Donna and Clinton Pettiet have a new skylight above their hot tub on the porch of their house on North Lake Ferguson Road. It wasn’t a planned skylight, but when the tornado ripped through their property a week ago, it made its own decisions.
Donna said she suspects the tornado hit at about 3:21 a.m. after finding a clock in the street in front of their house stopped at that exact moment.
The National Weather Service sent a damage survey team through Washington County on Tuesday, confirming there was a tornado on Jan. 11.
Warning Coordination Meteorologist Felicia Bowser with the National Weather Service in Jackson said the NWS survey team determined an EF-2 tornado with winds reaching 130 mph made its way from Chicot County, Arkansas, and across the river to the east side of Lake Ferguson into Washington County, resulting in an upgrade in rating for the entire tornado.
“It was where there are a lot of lake homes, several of which were pretty banged up. Behind that were some trees, a lot of which were mowed down due to the tornado.”
The tornado, which was 1/2 mile wide, was recorded from 3:33 a.m. to 3:53 a.m. and its path was 17.8 miles in length.
Greenville, itself, was reported to have suffered sporadic straight-line winds.

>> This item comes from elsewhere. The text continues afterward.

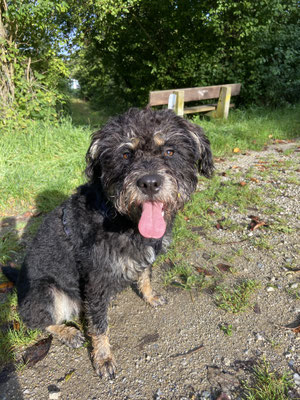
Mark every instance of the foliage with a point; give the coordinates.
(32, 66)
(158, 44)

“When it comes to Greenville within the downtown area, it was basically straight-line winds damage with a lot of peeled roofs and a few downed trees. The damage was rather sporadic. Around the downtown area within Greenville, it also was sporadic, seeing uprooting or snapped limbs or trees, but it wasn’t widespread.”
While the idea of living through a tornado can be terrifying for most, Donna said there wasn’t really enough time to be afraid.
“The whole thing didn’t last two minutes,” she said Thursday afternoon while surveying the damage to start repair work on their home.
Clinton remembers the storm picking him up off his bed as the tell-tale freight train sound filled the air.
As soon as the storm passed, Donna said she and her husband were sitting in their recliners in the pitch black of a lightless early morning, wondering what had just happened.
“That’s when I heard the water pouring in,” she said. “I walked to one side of the house and the water hit me in the head.”
There were holes in the ceiling from where part of the roof was ripped away.
Still calm to that point, the realization of what happened, and what it left behind, hit her.
“I had a little breakdown,” she said. “Clinton was asking me if I was hurt, but I said, ‘I’m just having a moment.’”
She still has those little moments from time to time, but knows she’s glad she and her husband made it through the ordeal unscathed.
Their home, on the other hand, is a different story.
The Pettiets have been through the floods of the last few years and spent time living in a travel trailer when access was limited. They want to rebuild, Clinton said, but the damage may just be too great.
During the midst of the storm, both said they could feel the house twisting and turning. Some of the windows in the house will now not close.
A newly installed air conditioner is now thrown down on the ground, destroyed.
Clinton’s music studio is under the weight of two 50-plus-year-old pecan trees.
But other items are surprisingly unharmed.
Donna decorated flower beds with glass mushrooms glued to cement blocks. Several of those remained where they were placed while others seemed as though they were picked up carefully and sat back down, unbroken, a few yards away.
The Pettiet’s property was bounded on both sides by a tin fence covered in yard art. The fence and the art are gone.
A small john boat was picked up, twisted and hung on the power line across the street.
Trees have been sawn out of the way just to make the road passable.
Power poles are down and lines are snapped.
There are tarps covering the holes in houses that still have at least some part of a roof.
The frame of the Pettiet’s home is still intact, but their neighbors aren’t so lucky.
Next door, a house was completely wiped off the stilts on which it rested. Luckily, no one was in the house when the storm hit.
It’s easy to see where the storm tracked on Lake Ferguson Road.
There’s little-to-no damage north and west of the Pettiet home, but, to the south, there is devastation in every square foot.
While the home owners work to clean and rescue what they can, they are looking ahead to another looming problem: river flooding.
The Mississippi River is expected to hit 49.5 feet on Jan. 26. If that prediction holds, work can continue, but once the river jumps to about 51 feet, the road will be flooded and work will have to halt.
Until that time, the Pettiets will work to repair and salvage what they can.
“We didn’t lose anything that can’t be replaced,“ Donna said. “We’re just glad to be here.”